[llvm] r236031 - transform fadd chains to increase parallelism

Thu Apr 30 08:29:43 PDT 2015

> On Apr 30, 2015, at 8:19 AM, Sanjay Patel <spatel at rotateright.com> wrote:
> 
> > Also, isn’t there the exact same register pressure concern in the DAG as well? Especially considering the fact that this is target-independent?
> 
> Now that the patch is reverted due to a spilling catastrophe, this seems obvious. :)

I don’t know, you may see other reasons why it can even be worse in InstCombine :)

> 
> I also seem to have completely misjudged the potential compile-time hit. I did look at that using test-suite on x86, so I'd love to know if D9363 made any difference for your out-of-tree target and/or tests.

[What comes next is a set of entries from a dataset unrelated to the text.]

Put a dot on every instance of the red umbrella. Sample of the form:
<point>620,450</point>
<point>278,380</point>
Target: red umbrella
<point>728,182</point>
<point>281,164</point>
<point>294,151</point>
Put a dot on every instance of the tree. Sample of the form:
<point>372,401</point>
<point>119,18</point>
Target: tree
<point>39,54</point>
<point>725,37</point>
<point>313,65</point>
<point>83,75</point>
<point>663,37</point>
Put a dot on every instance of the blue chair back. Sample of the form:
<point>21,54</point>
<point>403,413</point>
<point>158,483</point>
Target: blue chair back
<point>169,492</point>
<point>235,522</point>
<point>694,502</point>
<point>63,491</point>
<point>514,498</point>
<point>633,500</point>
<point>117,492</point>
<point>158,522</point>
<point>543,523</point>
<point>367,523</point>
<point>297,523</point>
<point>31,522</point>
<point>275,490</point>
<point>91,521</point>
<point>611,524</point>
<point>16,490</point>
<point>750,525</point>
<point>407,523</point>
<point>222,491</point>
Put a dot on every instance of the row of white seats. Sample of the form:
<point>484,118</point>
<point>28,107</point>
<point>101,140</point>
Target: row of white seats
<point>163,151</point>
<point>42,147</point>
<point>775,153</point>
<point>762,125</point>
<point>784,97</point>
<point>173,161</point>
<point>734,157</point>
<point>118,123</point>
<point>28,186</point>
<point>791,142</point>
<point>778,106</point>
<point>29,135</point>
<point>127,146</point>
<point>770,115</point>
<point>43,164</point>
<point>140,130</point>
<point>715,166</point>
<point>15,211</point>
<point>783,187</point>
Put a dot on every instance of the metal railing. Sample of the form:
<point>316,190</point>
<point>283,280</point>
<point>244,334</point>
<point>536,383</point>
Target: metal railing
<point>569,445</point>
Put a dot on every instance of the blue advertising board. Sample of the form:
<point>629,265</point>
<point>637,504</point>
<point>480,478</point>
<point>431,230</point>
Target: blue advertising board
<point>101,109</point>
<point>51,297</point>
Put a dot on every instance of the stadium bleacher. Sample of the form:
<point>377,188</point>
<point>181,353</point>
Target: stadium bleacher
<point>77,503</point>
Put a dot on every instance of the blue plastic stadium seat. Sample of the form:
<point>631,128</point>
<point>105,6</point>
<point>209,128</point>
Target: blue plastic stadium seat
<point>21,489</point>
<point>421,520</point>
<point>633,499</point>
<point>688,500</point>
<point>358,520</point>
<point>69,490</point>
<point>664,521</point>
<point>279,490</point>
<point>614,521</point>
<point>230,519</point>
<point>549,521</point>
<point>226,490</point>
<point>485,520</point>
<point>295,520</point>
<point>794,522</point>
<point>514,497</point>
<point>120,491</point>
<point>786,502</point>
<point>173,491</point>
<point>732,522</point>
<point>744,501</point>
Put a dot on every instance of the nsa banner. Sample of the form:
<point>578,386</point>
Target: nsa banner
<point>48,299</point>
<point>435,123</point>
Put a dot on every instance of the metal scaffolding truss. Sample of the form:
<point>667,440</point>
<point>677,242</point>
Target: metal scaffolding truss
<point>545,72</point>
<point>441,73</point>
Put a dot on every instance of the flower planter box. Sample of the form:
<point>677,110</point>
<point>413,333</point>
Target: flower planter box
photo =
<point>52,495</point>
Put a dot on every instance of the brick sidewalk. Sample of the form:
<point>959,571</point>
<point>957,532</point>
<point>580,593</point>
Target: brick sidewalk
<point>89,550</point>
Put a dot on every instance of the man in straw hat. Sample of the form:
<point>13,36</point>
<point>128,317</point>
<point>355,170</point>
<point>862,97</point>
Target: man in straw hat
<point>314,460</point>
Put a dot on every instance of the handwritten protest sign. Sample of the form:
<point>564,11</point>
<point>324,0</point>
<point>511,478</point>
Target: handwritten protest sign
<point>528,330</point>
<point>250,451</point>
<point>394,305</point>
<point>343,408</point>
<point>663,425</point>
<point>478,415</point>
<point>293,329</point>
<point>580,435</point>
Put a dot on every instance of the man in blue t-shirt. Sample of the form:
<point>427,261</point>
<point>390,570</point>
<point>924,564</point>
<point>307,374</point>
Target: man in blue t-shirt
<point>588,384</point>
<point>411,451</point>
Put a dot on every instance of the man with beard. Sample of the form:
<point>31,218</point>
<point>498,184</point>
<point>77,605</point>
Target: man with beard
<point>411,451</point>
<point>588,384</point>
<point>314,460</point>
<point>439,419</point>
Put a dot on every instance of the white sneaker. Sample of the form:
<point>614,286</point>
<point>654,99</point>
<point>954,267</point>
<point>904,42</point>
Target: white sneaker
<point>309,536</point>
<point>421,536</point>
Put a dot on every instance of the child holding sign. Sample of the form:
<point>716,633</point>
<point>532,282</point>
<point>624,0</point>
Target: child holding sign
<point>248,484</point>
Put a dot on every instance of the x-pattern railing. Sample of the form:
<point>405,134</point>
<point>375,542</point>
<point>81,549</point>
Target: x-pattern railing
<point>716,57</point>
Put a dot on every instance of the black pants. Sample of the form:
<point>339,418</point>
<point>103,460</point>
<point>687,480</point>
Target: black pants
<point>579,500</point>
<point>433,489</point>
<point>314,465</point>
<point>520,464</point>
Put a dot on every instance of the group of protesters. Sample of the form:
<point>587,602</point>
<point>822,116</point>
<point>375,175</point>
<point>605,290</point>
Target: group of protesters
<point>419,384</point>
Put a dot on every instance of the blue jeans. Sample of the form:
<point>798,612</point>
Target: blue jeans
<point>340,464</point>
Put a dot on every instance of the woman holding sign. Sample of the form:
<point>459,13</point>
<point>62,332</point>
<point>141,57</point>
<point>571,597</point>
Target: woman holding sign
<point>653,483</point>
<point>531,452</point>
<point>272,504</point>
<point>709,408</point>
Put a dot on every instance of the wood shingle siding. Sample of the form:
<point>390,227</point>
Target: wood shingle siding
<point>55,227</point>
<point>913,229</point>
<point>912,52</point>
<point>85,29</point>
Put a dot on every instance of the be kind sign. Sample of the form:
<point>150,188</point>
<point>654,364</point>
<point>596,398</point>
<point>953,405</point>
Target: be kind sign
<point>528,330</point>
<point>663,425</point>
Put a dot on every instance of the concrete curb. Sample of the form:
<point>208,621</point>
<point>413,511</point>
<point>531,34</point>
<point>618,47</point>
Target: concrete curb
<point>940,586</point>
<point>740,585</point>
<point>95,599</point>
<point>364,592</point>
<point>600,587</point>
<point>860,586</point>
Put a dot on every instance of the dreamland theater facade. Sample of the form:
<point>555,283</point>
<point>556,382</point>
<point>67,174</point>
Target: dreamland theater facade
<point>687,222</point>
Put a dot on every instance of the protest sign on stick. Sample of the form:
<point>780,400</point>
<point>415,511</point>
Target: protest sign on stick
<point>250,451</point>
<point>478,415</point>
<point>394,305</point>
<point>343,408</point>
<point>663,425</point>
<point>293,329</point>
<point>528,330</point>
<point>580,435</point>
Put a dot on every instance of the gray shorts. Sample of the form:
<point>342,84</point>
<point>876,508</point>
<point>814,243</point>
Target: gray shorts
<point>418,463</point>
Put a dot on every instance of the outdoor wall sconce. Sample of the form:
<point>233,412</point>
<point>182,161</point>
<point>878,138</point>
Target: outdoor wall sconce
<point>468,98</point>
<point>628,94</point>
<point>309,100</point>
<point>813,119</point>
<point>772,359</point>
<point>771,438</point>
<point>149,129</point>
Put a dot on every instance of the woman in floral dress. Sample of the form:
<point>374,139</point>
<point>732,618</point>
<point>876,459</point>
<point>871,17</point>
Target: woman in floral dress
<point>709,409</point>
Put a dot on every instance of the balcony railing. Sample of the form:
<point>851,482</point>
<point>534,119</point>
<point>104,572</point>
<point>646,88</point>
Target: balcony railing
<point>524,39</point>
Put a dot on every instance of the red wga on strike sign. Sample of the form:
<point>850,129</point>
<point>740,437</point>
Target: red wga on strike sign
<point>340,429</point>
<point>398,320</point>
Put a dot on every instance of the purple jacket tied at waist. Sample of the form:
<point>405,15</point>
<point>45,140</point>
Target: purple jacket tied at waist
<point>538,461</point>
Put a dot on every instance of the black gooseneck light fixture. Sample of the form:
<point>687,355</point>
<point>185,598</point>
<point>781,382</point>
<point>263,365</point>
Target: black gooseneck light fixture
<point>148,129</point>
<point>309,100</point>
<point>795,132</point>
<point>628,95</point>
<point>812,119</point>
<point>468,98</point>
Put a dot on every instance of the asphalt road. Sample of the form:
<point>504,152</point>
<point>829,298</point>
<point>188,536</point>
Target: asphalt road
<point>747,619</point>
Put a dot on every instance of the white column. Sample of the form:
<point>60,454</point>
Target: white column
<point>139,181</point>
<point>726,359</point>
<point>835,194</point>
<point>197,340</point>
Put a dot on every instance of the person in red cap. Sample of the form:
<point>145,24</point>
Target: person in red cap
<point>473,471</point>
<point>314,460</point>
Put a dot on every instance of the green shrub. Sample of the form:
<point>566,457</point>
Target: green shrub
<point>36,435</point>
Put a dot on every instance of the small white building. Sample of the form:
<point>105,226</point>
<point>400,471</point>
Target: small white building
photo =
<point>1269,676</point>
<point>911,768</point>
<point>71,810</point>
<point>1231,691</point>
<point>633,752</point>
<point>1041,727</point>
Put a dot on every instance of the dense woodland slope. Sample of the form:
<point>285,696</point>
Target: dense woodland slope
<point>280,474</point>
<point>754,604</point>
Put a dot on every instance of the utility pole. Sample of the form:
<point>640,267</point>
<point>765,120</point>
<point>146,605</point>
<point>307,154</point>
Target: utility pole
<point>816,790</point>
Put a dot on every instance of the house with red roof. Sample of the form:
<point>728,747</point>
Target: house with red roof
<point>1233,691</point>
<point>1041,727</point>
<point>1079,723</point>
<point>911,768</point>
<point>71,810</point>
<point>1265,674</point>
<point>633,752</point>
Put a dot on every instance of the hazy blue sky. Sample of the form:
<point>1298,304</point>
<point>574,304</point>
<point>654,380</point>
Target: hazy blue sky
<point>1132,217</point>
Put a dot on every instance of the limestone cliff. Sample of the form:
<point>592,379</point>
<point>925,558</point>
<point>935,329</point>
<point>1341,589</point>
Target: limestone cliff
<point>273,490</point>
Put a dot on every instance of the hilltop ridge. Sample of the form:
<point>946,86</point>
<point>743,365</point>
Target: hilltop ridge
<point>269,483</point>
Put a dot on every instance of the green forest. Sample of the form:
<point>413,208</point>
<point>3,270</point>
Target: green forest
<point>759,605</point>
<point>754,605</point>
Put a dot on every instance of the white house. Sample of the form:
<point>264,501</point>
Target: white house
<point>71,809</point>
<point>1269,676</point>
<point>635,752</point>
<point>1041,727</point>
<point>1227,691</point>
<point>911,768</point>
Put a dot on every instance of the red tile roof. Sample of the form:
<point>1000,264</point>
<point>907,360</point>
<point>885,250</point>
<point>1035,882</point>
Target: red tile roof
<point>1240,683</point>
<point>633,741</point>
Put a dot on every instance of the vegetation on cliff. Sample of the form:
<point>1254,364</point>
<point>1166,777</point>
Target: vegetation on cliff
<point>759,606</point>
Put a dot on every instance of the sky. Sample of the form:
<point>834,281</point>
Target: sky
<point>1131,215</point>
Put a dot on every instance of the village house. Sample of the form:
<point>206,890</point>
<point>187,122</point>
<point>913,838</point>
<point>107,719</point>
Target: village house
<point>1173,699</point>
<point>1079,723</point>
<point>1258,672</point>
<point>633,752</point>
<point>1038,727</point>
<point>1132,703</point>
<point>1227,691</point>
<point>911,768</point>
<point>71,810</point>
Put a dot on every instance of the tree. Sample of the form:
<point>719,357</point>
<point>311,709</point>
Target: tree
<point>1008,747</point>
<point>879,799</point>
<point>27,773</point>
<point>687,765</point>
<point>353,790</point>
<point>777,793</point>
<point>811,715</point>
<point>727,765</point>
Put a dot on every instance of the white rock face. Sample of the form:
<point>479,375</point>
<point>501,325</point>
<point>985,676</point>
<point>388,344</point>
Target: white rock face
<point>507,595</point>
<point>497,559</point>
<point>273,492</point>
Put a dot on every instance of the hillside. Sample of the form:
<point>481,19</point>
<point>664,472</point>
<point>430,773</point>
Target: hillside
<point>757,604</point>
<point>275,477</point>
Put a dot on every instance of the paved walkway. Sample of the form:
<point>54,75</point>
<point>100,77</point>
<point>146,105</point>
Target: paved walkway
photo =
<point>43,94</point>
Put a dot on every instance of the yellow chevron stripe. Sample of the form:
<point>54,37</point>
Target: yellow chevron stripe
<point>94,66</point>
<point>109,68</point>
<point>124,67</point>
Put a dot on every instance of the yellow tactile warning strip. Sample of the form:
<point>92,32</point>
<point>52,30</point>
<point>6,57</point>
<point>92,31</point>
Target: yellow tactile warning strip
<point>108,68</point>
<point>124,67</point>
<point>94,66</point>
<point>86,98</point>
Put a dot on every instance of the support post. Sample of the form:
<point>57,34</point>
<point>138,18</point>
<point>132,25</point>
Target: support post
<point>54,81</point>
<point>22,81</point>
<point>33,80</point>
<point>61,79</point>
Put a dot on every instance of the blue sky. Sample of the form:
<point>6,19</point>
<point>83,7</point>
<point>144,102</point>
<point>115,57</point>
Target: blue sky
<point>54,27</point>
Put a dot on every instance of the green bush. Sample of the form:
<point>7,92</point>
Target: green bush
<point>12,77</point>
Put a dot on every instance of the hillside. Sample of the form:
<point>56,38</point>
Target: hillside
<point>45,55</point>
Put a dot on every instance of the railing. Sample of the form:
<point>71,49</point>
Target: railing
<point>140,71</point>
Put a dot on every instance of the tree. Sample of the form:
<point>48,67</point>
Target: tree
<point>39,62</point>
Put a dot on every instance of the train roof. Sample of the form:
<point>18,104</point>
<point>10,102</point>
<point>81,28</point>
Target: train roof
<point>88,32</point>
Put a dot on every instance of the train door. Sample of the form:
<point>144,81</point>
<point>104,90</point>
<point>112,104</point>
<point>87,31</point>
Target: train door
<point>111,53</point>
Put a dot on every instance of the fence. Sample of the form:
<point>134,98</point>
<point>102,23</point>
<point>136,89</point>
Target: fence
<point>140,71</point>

Well it solves the infinite loop we had locally at least :)

I’m still using bugpoint on the test that goes from 6338 to 18559 instructions locally when applying your change (with D9363).

> 
> 
> > By the way the name of the function is very generic (ReassociateBinops), do you plan to extend it to do perform transformations?
> > Right now it does not carry what it does.
> 
> I had a vague feeling that someone, someday would extend it in some interesting way, but the truth is really just that I don't know what to name this:
> 
> //  (op N0: (op N00: (op z, w), N01: y), N1: x) ->
> //  (op N00: (op z, w), (op N1: x, N01: y))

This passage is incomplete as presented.